In ogni caso Netanyahu dovrà inventarsi qualcosa per tenere in piedi il set del kolossal "Israele e l’Occidente contro l’Asse del Male”, altrimenti sarà clamorosamente chiaro che per Israele il conflitto è stato controproducente. Guerra inefficace rispetto agli scopi militari: Hamas non è stata cancellata, sta colmando i vuoti nei ranghi cooptando adolescenti; e neppure ferocie da “pulizia etnica” sono riuscite a spopolare completamente il nord della Striscia, la mai ammessa intenzione dei generali.
Guerra disastrosa dal punto di vista politico: stando ai sondaggi della Pew, all’inizio del 2023 le società arabe ormai accettavano l’esistenza della nazione ebraica ai loro confini e i regimi non vedevano rischi nel mantenere rapporti amichevoli con gli ex nemici. Tutto finito. Ora nessuna di quelle autocrazie accetterebbe di assecondare i piani israeliani per il futuro di Gaza senza un percorso diretto alla nascita di uno stato palestinese.
Quando il cessate-il-fuoco permetterà a personale e giornalisti occidentali un racconto più nitido di quanto è successo a Gaza in questi mesi, sarà ancor più chiaro che scegliendo quel modo di fare la guerra la destra israeliana ha macchiato l’immagine del Paese nelle decadi a venire, e nelle proporzioni devastanti illustrate dai sondaggi condotti nelle università americane: la futura classe dirigente occidentale sta introiettando una idea fosca di Israele.

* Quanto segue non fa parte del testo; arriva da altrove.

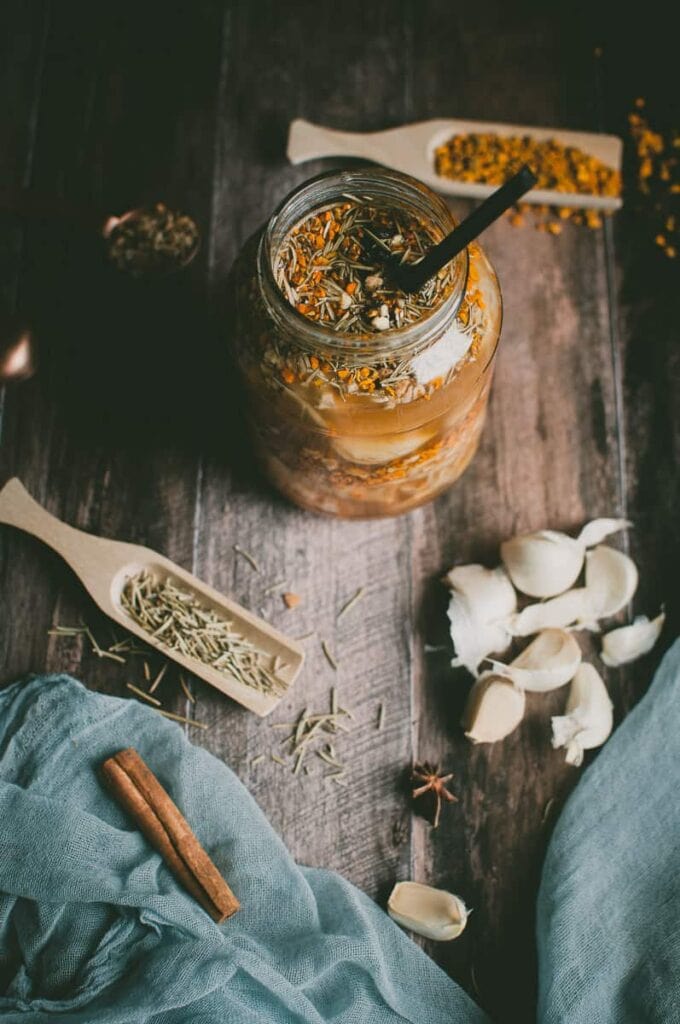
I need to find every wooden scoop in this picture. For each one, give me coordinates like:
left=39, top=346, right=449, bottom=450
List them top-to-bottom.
left=288, top=119, right=623, bottom=210
left=0, top=477, right=304, bottom=716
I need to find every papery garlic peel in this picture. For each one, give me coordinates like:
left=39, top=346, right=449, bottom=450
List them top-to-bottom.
left=501, top=519, right=630, bottom=597
left=586, top=544, right=638, bottom=618
left=444, top=564, right=517, bottom=676
left=507, top=587, right=599, bottom=637
left=601, top=611, right=666, bottom=668
left=493, top=629, right=581, bottom=693
left=552, top=662, right=613, bottom=765
left=461, top=672, right=526, bottom=743
left=387, top=882, right=468, bottom=942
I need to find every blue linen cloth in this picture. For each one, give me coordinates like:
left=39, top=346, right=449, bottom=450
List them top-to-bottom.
left=0, top=641, right=680, bottom=1024
left=0, top=676, right=486, bottom=1024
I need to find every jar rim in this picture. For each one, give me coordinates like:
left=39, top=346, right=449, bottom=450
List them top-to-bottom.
left=257, top=165, right=469, bottom=357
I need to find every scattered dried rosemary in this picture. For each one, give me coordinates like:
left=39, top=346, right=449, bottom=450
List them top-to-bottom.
left=275, top=201, right=453, bottom=334
left=105, top=203, right=199, bottom=278
left=121, top=570, right=287, bottom=693
left=271, top=688, right=354, bottom=785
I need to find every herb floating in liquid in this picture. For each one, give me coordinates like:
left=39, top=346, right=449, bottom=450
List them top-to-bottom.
left=274, top=195, right=453, bottom=334
left=104, top=203, right=199, bottom=278
left=121, top=570, right=288, bottom=693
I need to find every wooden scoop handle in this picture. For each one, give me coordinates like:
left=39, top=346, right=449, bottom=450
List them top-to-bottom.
left=0, top=476, right=100, bottom=577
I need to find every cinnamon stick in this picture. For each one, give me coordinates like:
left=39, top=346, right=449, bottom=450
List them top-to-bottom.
left=101, top=748, right=240, bottom=924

Pensare di cambiare questa percezione strillando all’antisemitismo con i pretesti più futili, la tattica prediletta dal governo Netanyahu e dai suo fans occidentali, può solo peggiorare le cose. Non aiuterà a isolare il razzismo giudeofobico. Non taciterà le accuse al governo Netanyahu, non fosse altro perché le più affilate provengono da ebrei. Da quell’ebraismo liberale che può ancora salvare Israele.
Sarà anche un ragionare col senno di poi, ma se Israele si fosse limitata a punire il pogrom di Hamas con omicidi selettivi, probabilmente avrebbe costretto non solo le opinioni pubbliche arabe ma perfino l’oltranzismo palestinese a fare i conti con l’infamia di quell’attacco e con le proprie divisioni. Così non è stato.
Si è preferito una guerra disumana nella quale l’esercito è stato autorizzato a sterminare fino a cento civili se intravedeva l’occasione di uccidere con quelli anche un capo di Hamas. Di fronte a questo scempio di vite e di valori che ha pochi precedenti in questo secolo, gran parte dell’Occidente ha finto di non capire.
Era annunciata come la guerra del Bene contro il Male, della democrazia contro il terrorismo: ma il Bene era cieco e la democrazia inclinava al terrorismo. A parte Irlanda, Spagna, Belgio e il solitario Borrell, la Ue ha dato di sé un’immagine che si è tentati dal definire miserabile. Di fatto assente. Qualche mugugno perché Israele "eccedeva”. Un deciso no a sanzioni. Declinato nella retorica di destra oppure di sinistra, comunque il nulla. Col quale dovremmo cominciare a fare i conti.